A suburban Philadelphia district attorney charged Kane last week with leaking grand jury information to a newspaper reporter in an attempt to embarrass a former prosecutor she believed made her look bad, and then lying about her actions under oath.

Kane, 49, described the leak investigation and criminal charges as a "stealth political weapon" to oust her from office and block her from challenging a judge's order that she said bars the release of a collection of undisclosed pornographic, racially and religiously offensive emails sent on state computers.

Kane said the campaign to discredit her began immediately after her office uncovered pornographic and explicit videos, images and jokes in hundreds of emails while examining how state prosecutors under her predecessors handled the child sex abuse case against former Penn State assistant football coach Jerry Sandusky.

Kane said the email scandal, which surfaced last summer, resulted in six firings, 23 reprimands and two high-profile resignations: state Supreme Court Justice Seamus McCaffery, who abruptly left office after his involvement was revealed, and a former environmental protection secretary who worked in the attorney general's office when the emails circulated.

She said Wednesday that far more people are involved than previously disclosed and called on the judge supervising the leak investigation grand jury, William Carpenter, to authorize the release of the additional emails.

She also called on Carpenter to release transcripts, emails and other documents related to the protective order she said he signed to prevent the release of those emails and to give her immunity from potential charges of witness tampering that could come with their disclosure.

"Today I'm calling for the whole story to come out," Kane said.

Kane has said she has no plans to quit her post or take a leave.
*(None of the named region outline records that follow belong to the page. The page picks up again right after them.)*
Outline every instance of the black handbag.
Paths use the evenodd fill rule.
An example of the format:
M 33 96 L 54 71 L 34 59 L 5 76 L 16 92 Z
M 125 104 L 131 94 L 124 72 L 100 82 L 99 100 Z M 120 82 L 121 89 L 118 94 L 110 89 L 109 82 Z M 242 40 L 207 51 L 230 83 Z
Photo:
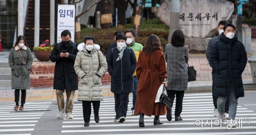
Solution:
M 159 100 L 167 107 L 171 106 L 171 100 L 170 98 L 164 94 L 165 91 L 166 90 L 166 87 L 164 86 L 163 88 L 163 93 L 161 94 Z
M 194 68 L 193 66 L 190 67 L 188 64 L 188 82 L 192 82 L 197 80 L 197 70 Z

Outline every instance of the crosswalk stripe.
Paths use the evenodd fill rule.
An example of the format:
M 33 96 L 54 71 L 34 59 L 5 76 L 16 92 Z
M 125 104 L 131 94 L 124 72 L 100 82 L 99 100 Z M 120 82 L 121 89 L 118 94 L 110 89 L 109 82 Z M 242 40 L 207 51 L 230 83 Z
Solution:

She left the news conference after reading her prepared statement and declined to take questions, citing grand jury secrecy laws.

Kane told reporters she will hold another news conference with her lawyers and answer all questions once Carpenter complies with her requests.

No one answered the phone Wednesday at Carpenter's chambers. The Montgomery County prosecutors who brought the charges against Kane did not immediately respond to an email seeking comment.

Kane won office in 2012, the first woman and first Democrat to be elected attorney general. She also is the highest-ranking woman in Pennsylvania state government.

Kane portrayed herself in the past as a political target for taking on what she described as a corrupt, old-boy law enforcement network and exposing state employees who exchanged pornographic emails.

In the statement Wednesday in which she alleged a scheme to punish her, Kane told reporters she was taking a different tack: "My defense will not be that I am the victim of some old-boys' network. It will be that I broke no laws of the Commonwealth. Period."

A growing number of Democratic officials, including Gov. Tom Wolf, have called on her to step down. Her critics worry the charges have damaged the office's credibility and her legal battle will distract her from the responsibilities of her positon.

Kane had answers for them, too, citing 135 child predator arrests, 645 drug arrests and a $2.4 million settlement with an electric supplier that had overcharged customers in the nine months since a grand jury first recommended charges against her.

A citizen's complaint filed with the state Supreme Court's Disciplinary Board may also set in motion a suspension of Kane's law license that could force her out of office.

Kane, in her statement, asked the disciplinary board to halt any action until Carpenter authorizes her to release the trove of emails.

Prosecutors have also accused Kane of instructing some of her staff to monitor employee emails as the grand jury was wrapping up its investigation of her in late 2014.

Patrick Reese, a former police chief who is Kane's driver and head of her security detail, pleaded not guilty Tuesday to a contempt charge involving allegations he violated a judge's protective order by accessing emails in a state computer system to keep tabs on the grand jury investigation for his boss.